Hackaday Links: April 29, 2018

Amazon has released the Echo Dot Kids Edition, an always-on, Internet-connected microphone. According to Amazon’s Children’s Privacy Disclosure, the Amazon Echo Dot Kids Edition collects data such as, ‘name, birthdate, contact information (including phone numbers and email addresses), voice, photos, videos, location, and certain activity and device information. The Amazon Echo Dot Kids Edition is able to read audiobooks for bedtime reading and teaches your children to live in a dystopian panopticon of Orwellian proportions. It comes in green, red, and blue.

Kim Possible! The biggest news headline this week is the coming end of the Korean War. The peninsula has been in a state of war since 1950, but leaders from both countries have agreed to negotiate a treaty to replace the 60-year-old truce. There is also an agreement between the two countries for complete denuclearization. This is great news for Hackaday. Every day, we’re eyeing our North Korean readership. Some days we get a view, some days we don’t, but year over year we’re always getting more views. Will this treaty result in even more Hackaday readers in North Korea? Only time will tell. Here’s some music. It wasn’t a chicken.

The East Coast RepRap Festival is on. Inspired by the Midwest RepRap Festival, the ERRF is happening north of Baltimore on June 23rd and 24th. What’s it going to be like? Nobody knows! This is the first time ERRF is happening, but judging by MRRF standards, it should be awesome. Also, crab season.

One of the most interesting hacks of this year is [Steve Markgraf]’s tool to allow transmit-only SDR through cheap USB 3.0 to VGA adapters. The hack relies on the Fresco Logic FL2000 chip and gives you the ability to transmit FM, TVB-T, and create your own GSM cell site. You can also spoof GPS to get something besides a rattata in Pokemon Go or hack your ankle bracelet to keep your parole officer off your back. The open question, though, is which USB to VGA adapter has the FL2000 chipset. I can confirm this one on Amazon has the relevant chipset. It’s a bit expensive at $15 (the same chipset is available from the usual eBay and AliExpress suppliers for $6), but if you’re looking for something that is available with Prime, there you go. Now we’re looking for shared OSH Park projects with a VGA input on one end and some antennas on the other. Make it happen, people.
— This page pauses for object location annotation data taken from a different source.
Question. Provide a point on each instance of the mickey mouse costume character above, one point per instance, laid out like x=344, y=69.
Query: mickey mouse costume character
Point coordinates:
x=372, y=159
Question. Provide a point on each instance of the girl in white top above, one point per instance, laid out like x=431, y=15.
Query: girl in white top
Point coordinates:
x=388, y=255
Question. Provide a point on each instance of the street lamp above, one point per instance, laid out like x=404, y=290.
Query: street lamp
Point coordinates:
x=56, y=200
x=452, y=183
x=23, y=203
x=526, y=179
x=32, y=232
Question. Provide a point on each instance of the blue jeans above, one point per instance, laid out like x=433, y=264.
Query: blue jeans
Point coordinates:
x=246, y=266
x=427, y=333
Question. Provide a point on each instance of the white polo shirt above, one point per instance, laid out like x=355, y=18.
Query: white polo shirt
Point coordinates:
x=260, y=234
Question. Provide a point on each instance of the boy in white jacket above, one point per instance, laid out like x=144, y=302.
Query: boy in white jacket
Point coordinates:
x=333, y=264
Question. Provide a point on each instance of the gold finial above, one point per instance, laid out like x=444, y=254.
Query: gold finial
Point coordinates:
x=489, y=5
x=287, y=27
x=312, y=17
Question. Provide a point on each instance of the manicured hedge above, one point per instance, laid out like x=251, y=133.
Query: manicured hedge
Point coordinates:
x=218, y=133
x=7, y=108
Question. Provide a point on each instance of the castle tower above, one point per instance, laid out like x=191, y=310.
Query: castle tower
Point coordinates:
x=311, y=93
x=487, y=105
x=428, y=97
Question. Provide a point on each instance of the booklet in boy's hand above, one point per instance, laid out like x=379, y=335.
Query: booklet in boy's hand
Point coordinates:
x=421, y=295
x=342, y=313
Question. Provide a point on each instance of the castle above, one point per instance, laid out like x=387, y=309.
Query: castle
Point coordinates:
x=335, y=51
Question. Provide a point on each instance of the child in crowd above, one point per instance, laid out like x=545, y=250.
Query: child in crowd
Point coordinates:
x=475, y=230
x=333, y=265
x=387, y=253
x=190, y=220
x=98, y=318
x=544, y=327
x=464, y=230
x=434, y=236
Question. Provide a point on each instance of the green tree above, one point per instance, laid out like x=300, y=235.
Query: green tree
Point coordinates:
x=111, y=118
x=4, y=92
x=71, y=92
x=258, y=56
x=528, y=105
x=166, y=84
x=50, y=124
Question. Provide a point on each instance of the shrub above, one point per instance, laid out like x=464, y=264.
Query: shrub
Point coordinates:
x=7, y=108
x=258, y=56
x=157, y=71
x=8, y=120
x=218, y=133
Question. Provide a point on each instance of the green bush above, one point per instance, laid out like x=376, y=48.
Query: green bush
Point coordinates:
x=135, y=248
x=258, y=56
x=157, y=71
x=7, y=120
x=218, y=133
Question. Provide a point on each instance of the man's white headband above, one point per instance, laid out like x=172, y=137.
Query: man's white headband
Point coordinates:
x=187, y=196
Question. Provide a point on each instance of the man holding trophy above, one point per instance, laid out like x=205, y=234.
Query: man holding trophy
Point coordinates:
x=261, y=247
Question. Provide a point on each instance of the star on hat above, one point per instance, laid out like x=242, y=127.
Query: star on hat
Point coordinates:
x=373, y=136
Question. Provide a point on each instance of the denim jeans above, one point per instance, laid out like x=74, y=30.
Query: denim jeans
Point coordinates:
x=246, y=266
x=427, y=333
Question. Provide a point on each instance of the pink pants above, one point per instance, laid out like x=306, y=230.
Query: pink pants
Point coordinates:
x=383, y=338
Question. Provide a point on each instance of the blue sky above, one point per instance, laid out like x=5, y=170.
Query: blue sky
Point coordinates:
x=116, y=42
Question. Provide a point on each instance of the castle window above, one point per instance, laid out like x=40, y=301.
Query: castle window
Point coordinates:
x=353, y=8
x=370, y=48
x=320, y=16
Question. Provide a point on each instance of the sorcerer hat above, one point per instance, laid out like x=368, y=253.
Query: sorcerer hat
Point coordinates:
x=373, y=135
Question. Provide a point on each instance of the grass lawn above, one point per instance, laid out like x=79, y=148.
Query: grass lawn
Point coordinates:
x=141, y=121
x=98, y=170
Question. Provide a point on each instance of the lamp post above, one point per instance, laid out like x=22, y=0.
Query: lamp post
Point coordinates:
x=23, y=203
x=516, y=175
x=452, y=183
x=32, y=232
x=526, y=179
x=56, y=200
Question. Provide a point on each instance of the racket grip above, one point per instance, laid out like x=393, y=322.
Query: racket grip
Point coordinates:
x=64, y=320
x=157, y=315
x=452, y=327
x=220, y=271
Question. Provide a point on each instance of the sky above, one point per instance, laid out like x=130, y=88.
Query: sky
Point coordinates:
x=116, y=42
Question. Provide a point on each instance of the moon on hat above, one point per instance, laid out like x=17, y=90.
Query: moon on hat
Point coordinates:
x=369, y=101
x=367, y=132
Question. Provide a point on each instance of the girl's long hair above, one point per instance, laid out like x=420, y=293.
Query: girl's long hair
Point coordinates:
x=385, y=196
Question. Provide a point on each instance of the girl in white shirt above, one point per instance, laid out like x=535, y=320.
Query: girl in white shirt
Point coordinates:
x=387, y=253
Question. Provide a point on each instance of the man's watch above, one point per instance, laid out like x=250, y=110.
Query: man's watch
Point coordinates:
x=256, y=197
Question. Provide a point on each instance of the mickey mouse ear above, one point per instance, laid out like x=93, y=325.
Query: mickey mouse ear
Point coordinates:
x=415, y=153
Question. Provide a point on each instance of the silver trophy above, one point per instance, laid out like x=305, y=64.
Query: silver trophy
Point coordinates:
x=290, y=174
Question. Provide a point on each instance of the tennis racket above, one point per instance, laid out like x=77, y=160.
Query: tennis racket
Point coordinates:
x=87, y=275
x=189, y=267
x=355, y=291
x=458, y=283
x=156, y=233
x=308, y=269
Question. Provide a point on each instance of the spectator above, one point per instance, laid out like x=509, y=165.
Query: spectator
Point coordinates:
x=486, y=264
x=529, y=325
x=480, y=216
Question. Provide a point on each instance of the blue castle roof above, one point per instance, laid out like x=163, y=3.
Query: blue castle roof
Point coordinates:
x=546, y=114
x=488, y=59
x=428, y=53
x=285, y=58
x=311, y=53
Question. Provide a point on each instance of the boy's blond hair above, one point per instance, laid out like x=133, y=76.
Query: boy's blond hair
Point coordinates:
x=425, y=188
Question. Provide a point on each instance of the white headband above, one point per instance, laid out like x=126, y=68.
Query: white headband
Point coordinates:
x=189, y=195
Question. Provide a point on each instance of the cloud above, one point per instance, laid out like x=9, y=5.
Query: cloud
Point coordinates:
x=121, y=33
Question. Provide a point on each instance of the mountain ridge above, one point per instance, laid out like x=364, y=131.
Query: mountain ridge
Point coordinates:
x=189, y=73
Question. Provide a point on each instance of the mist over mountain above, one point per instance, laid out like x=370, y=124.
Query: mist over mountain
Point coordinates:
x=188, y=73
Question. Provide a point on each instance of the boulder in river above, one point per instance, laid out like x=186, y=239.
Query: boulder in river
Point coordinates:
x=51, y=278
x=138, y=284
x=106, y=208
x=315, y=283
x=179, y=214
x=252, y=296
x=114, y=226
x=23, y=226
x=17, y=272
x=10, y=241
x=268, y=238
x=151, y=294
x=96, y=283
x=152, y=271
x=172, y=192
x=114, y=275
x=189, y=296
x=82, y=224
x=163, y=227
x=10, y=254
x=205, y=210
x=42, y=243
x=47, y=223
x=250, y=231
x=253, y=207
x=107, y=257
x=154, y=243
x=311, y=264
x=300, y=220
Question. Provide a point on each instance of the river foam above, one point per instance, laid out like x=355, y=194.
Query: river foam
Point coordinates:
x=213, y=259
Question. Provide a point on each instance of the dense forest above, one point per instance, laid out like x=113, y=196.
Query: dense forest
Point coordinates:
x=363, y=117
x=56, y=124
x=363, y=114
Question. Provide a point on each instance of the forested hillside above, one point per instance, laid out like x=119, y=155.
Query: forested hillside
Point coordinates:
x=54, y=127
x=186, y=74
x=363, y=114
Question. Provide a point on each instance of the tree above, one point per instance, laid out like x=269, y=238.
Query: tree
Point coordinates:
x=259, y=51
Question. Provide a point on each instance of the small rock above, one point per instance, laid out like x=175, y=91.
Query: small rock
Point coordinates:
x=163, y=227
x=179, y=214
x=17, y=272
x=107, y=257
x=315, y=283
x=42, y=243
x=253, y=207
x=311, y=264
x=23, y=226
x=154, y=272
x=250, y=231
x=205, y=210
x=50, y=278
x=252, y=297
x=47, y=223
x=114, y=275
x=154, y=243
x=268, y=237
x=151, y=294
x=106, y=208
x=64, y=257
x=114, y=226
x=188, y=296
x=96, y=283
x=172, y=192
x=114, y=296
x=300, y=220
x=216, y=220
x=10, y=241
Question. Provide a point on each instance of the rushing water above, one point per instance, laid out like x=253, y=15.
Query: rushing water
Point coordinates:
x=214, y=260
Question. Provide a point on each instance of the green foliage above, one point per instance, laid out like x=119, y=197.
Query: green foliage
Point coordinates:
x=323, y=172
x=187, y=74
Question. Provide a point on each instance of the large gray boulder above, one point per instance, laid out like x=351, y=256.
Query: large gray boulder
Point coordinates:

Supercapacitors are awesome, but is it possible to fly a drone with a bank of them? Sure, for about 10 seconds. [dronelab] built a 7-cell, 200F supercap and managed to fly a little racing quad for about ten seconds. Not terribly great, but this is going to be awesome when we get multi-thousand Farad superultramegacaps.

Like Open Hardware? The Open Source Hardware Association is opening up the Ada Lovelace Fellowship for women, LGTBA+ and other minorities to attend the Open Hardware Summit. The deadline is tomorrow, so do it soon.

M3D has announced a new 3D printer that can print with four filaments. The Crane Quad is your basic i3 ripoff with an interesting extruder. It looks like it uses four tiny motors to feed filament into the main extruder motor. This isn’t really anything new; the Prusa i3 multimaterial upgrade does the same thing. However, M3D claims they have mastered color mixing. The Prusa upgrade doesn’t do mixing, and this is most likely the reason it works so well. Can M3D pull it off? This is a very, very, very hard problem.

12 thoughts on “Hackaday Links: April 29, 2018

  1. For the USB3-VGA adapter hack, I’d be even more interested in OSH Park projects without an antenna but with a filter to just use it at it’s ‘native’ ~150MHz as an AWG.

    1. There is nothing stopping you from adding a 19th order chebyshev low pass filter with a cutoff frequency of 150MHz after it (or a butterworth).
      https://www.changpuak.ch/electronics/chebyshev_lowpass.php
      https://www.changpuak.ch/electronics/butterworth_lowpass.php

      Looking at the harmonics, it is dirty as hell and needs major filtering before it could be used for anything at all (ref: https://www.rtl-sdr.com/setting-up-and-testing-osmo-fl2k/ )
      https://www.rtl-sdr.com/wp-content/uploads/2018/04/fl2k_harmonics-1024×517.png

      1. I’d assume that the square-wave-like harmonic sequence there is intentional for video use… although I have to admit to being surprised they got it to go that far up. Usually you only need 3rd-5th harmonics to give nice square pixels.

    2. The video for the OsmoDevCon 2018 talk “USB VGA dongles and SDR” has been released. And one of the further ideas that they list is adding a reconstruction filter and using as a lab signal generator (0-75MHz).

  2. It is no surprise the increase in viewership from North Korea…
    Kim probably approves of this site (comments disabled for his citizens for safety/censorship?).

    A Kim impersonator acting (probably badly in Kim’s eyes) got more love and respect than any western dictator… oops, I meant democratic leader. That meaning Kim himself is more popular and more respected amongst western citizens than our own perpetually-failing leader(s).